Die sowohl aus Bochum als auch Hannover stammenden Bandmitglieder von NRT firmieren nun unter dem neuen Namen Unplaces. Irgendwie sollen sie von Herrn Google ständig mit dem gleichnamigen Fernsehsender verwechselt worden sein und zogen somit den Kürzeren, was mit der Zeit natürlich nervig sein kann.

Aber nicht nur einen neuen Namen, auch ein neues Konzept, sprich eine andere Herangehensweise bei der Arbeit für das neue Album hat man sich auf die Fahnen geschrieben. Schrieb Dorette Gonschorek, Frontfrau und Hauptkomponistin, die Songs bis dato noch unabhängig voneinander, sollten diese nun bereits im Vorfeld als Einheit entstehen, sozusagen als Gesamtkonzept.
Vierzehn Tracks enthält der Rundling, "Changes" genannt, auf dem man sich »kritisch mit der Frage nach Sinn und Selbstbestimmtheit in Zeiten von Medialisierung, Informationsflut, Globalisierung und Konsumzwang« auseinander setzt: »what changes the world« fragen sich Unplaces wohl deshalb auch in ihrem Titelsong.

Die Platte kommt tatsächlich passend zu meiner momentanen Stimmung.
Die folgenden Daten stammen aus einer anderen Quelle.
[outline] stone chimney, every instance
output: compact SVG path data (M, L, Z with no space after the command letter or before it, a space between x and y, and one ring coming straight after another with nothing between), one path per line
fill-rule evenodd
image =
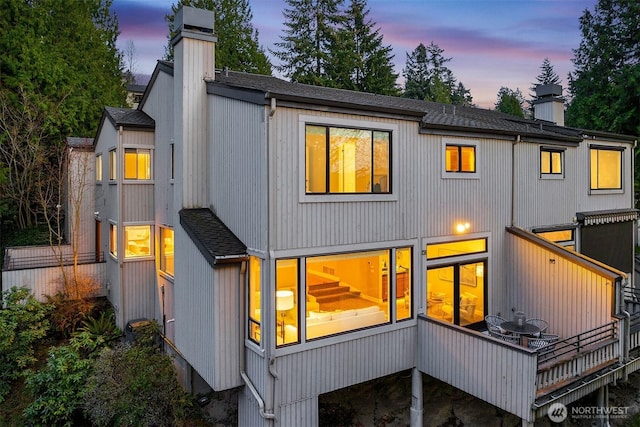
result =
M533 101L534 118L564 126L562 86L556 84L536 85L536 97L538 99Z
M209 207L208 98L205 79L215 75L214 15L183 6L174 19L173 46L175 194L178 209Z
Während ich noch in dem wirklich edel aufgemachten Booklet interessiert blättere, singt eine völlig verzweifelt klingende Dorette den Opener, "Utopian Dream". Sie hat einen (offenbar wunderschönen) Traum und fragt deshalb, wer in ihrer Utopie leben möchte. Ja sie fleht regelrecht  darum, doch an ihrem Traum teilzunehmen. Ich tät es ja gerne, aber ihre Träume sind wirklich zu utopisch. Sind sie das wirklich?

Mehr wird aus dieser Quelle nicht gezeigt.